Grande figure universitaire américaine, intellectuel de renom, passionné par la France et sa culture et sa littérature, Thomas Bishop est mort le 2 janvier dernier à New-York. Né à Vienne dans une famille juive, c’est l’Anschluss, l’invasion allemande de l’Autriche par Hitler en 1938, qui fait fuir sa famille. Elle part alors trouver refuge en Hongrie, avant de s’installer quelques temps à Paris avant de s'exiler définitivement pour les États-Unis en mai 1940, un mois avant la signature de l’armistice par Pétain. Chez Tom Bishop, les souvenirs de ce succinct passage en France n’auront de cesse de remuer son rapport à l’identité : en quelque sorte trahi par son pays natal, il continuera par exemple de parler le français avec son frère, comme s’il refoulait l’allemand.
Avec la France et le français, qu’il apprend d'ailleurs très rapidement quand il arrive à Paris, c’est l'idylle puisqu'il sera pendant 63 ans directeur du département de français de l’université de New-York (NYU), dont il avait retranscrit son journal dans Le passeur d'océan (Payot, 1989).. Dès 1959, il devient aussi directeur de la Maison française à la NYU. François Noudelmann, l'actuel directeur du centre culturel, regrette ainsi le « plus grand passeur de la pensée et de la littérature française aux États-Unis ». Passionné de théâtre, et de Beckett tout particulièrement (jusqu'à donner le nom du dramaturge à son chien), Tom Bishop s'était épris d’amour aussi pour le Nouveau Roman et son avant-garde : il a pu ainsi rencontrer Alain Robbe-Grillet, Nathalie Sarraute, Claude Simon et Robert Pinget...
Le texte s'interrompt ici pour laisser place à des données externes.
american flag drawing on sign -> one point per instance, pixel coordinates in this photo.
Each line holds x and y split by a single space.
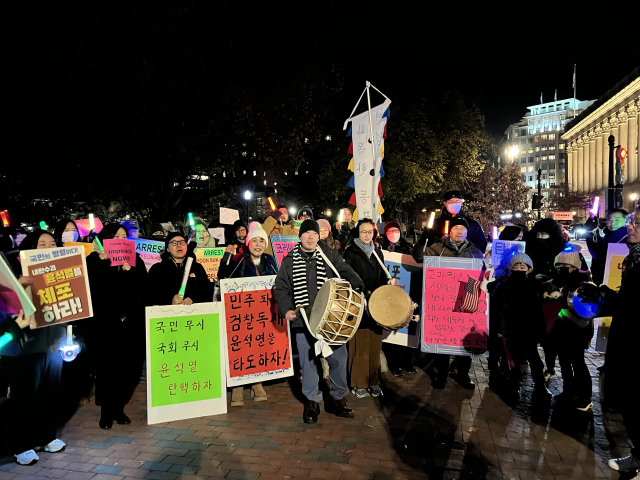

Informel ambassadeur culturel, Thomas Bishop a fait traverser les idées, et les personnes qui les avaient, de part et d'autre de l'Atlantique. Animateur de rencontres culturelles et de cénacles, il a notamment su accompagner la French Theory dans le monde universitaire américain dans les années 1970 représentée entre autres par Michel Foucault, Jacques Derrida, Gilles Deleuze, Julia Kristeva... Véritable pont entre deux cultures, Tom Bishop a fait converser deux pays durant plus de 60 ans, jusqu'à être qualifié par François Mitterrand lui-même "d'instigateur des rapports franco-américains". Il a été aussi proche de plumes notoires et majeures comme Ionesco, Beckett, Jean-Louis Barrault et Madeleine Renaud… Dans un livre paru en 2021, La littérature est un voyage de découverte (Diaphanes), il retrace son fabuleux parcours et son insatiable appétit de découverte à travers une discussion avec l’universitaire et philologue Donatien Grau.